Nadie está obligado a someterse a un tratamiento y no tienen poder para internarlo sin consentimiento. El sub sheriff acompaña a la pareja para darle legitimidad a la visita y garantizar su seguridad. Sin embargo, según los tres, es raro que sean recibidos de forma agresiva.
El hombre del apartamento contiguo al bar niega haber abusado de las drogas y se niega a recibir tratamiento. Kristy y Bryan le dejan sus tarjetas –“puede llamar o enviar mensajes de texto en cualquier momento”, dice ella– y una bolsita con folletos sobre desintoxicación y con Narcan, un aerosol nasal que revierte las sobredosis de opioides.
El papel del Equipo de Respuesta Rápida de Clermont es testigo de cómo la actitud ante las drogas está cambiando en Estados Unidos, comenzando con el tratamiento por parte de la policía y el sistema judicial. Si durante décadas de guerra contra el crack la principal reacción del país fue el endurecimiento de las penas y el encarcelamiento, hoy en muchos lugares se prioriza la política del tratamiento a los acusados de tenencia de drogas o delitos derivados de la adicción.
“Nuestra prioridad es proteger la vida y la propiedad. Esto incluye ayudar a las personas a no destruirse a sí mismas”, dice Steve Leahy, sheriff del condado. “La verdad es que las cárceles no rehabilitan a nadie”.
Ohio fue uno de los primeros estados de Estados Unidos que se vio consumido por los opioides y es uno de los más afectados por lo que más tarde llegó a considerarse una epidemia. Las muertes por sobredosis en el estado aumentaron de 2.110 en 2013 a 4.854 en 2017, la cifra máxima alcanzada. En 2019, se registraron 3.957, o 34 muertes por cada 100 mil habitantes, un índice comparable a la violenta letalidad (asesinatos, robos con violencia, atracos con homicidio y muertes a manos de la policía) en el estado de Río de Janeiro.
Clermont, aproximadamente a una hora en coche de Cincinnati, la tercera ciudad más grande del estado, tiene 200.000 habitantes en áreas rurales o suburbanas. De 2009 a 2018, 700 perdieron la vida a causa de sobredosis. El gobierno local comenzó a tomar nuevas medidas ante la crisis en 2013 y fundó el Grupo de Trabajo para Opioides. De hecho, desde el pico de la curva, cuando se registraron 105 muertes en 2015, el número ha ido disminuyendo.

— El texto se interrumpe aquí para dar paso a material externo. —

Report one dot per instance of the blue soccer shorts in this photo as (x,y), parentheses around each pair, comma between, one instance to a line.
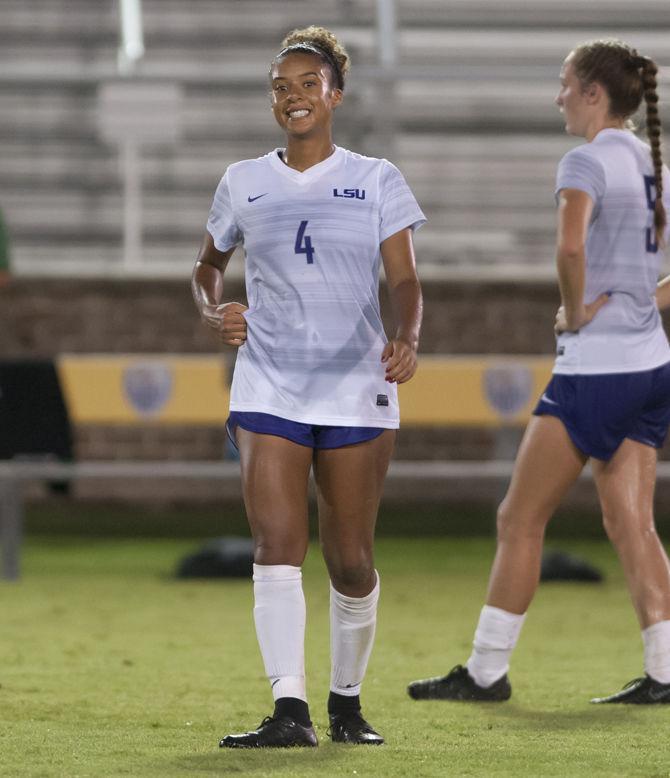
(600,411)
(311,435)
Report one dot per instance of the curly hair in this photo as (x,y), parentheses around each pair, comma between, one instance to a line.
(627,77)
(322,43)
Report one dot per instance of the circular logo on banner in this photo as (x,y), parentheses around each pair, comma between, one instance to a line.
(508,388)
(148,386)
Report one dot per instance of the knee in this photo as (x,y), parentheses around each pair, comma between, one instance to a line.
(622,525)
(279,551)
(513,522)
(352,575)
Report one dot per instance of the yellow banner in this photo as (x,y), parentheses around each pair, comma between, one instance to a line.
(155,389)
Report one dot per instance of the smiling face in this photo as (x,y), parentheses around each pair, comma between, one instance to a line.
(303,97)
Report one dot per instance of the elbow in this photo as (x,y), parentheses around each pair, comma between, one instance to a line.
(570,251)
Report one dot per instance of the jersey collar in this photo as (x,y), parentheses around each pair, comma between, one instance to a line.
(312,173)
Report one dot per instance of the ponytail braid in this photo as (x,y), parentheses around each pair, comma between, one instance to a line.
(628,78)
(649,71)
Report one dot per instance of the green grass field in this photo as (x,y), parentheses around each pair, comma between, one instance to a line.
(110,667)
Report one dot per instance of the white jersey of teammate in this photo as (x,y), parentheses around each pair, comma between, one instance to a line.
(622,257)
(311,240)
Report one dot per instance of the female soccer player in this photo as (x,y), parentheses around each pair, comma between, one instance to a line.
(315,382)
(609,397)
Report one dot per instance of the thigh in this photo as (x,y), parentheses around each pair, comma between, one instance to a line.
(626,482)
(275,476)
(349,483)
(547,464)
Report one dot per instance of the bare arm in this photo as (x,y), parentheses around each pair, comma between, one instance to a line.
(663,293)
(399,354)
(574,213)
(226,319)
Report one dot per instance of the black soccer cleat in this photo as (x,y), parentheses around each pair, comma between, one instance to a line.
(458,684)
(273,733)
(640,691)
(351,727)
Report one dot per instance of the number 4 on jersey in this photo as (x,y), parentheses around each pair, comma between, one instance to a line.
(650,189)
(303,243)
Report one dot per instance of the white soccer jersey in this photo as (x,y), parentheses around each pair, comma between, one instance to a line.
(622,257)
(311,239)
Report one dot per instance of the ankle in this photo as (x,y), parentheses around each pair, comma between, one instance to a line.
(340,703)
(293,708)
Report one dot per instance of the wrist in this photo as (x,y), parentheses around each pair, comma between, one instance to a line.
(411,340)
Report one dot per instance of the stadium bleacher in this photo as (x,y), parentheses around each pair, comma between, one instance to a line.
(475,129)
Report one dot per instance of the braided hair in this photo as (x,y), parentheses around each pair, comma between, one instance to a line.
(627,77)
(322,43)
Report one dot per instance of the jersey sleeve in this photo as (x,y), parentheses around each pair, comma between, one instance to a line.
(398,207)
(580,170)
(221,223)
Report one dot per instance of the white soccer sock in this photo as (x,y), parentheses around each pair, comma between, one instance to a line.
(280,615)
(496,635)
(352,633)
(657,651)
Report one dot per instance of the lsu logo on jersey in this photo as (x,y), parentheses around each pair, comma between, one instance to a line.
(359,194)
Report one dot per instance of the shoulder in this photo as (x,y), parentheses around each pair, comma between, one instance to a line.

La epidemia de opioides ha sobrecargado financieramente a los condados. Los costos van de rescatar y tratar a los adictos a dar un hogar a niños separados de sus padres por muertes u hospitalización, así como pagar a médicos forenses de las víctimas de sobredosis.
Dos características de la crisis de los opioides ayudan a explicar por qué la epidemia hizo que Estados Unidos comenzara a plantearse su perspectiva sobre las drogas. El primero es el hecho de que el abuso se ha extendido de una manera sin precedentes, geográfica y socialmente: se inició en las zonas rurales, pero luego también llegó a los suburbios y las grandes urbes, arrastrando a personas de diferentes perfiles y clases sociales. La imagen de la epidemia no estaba adherida a un grupo concreto, como fue el caso de la crisis del crack en las décadas de 1980 y 1990, que se convirtió en el estereotipo de un problema de negros en áreas metropolitanas degradadas.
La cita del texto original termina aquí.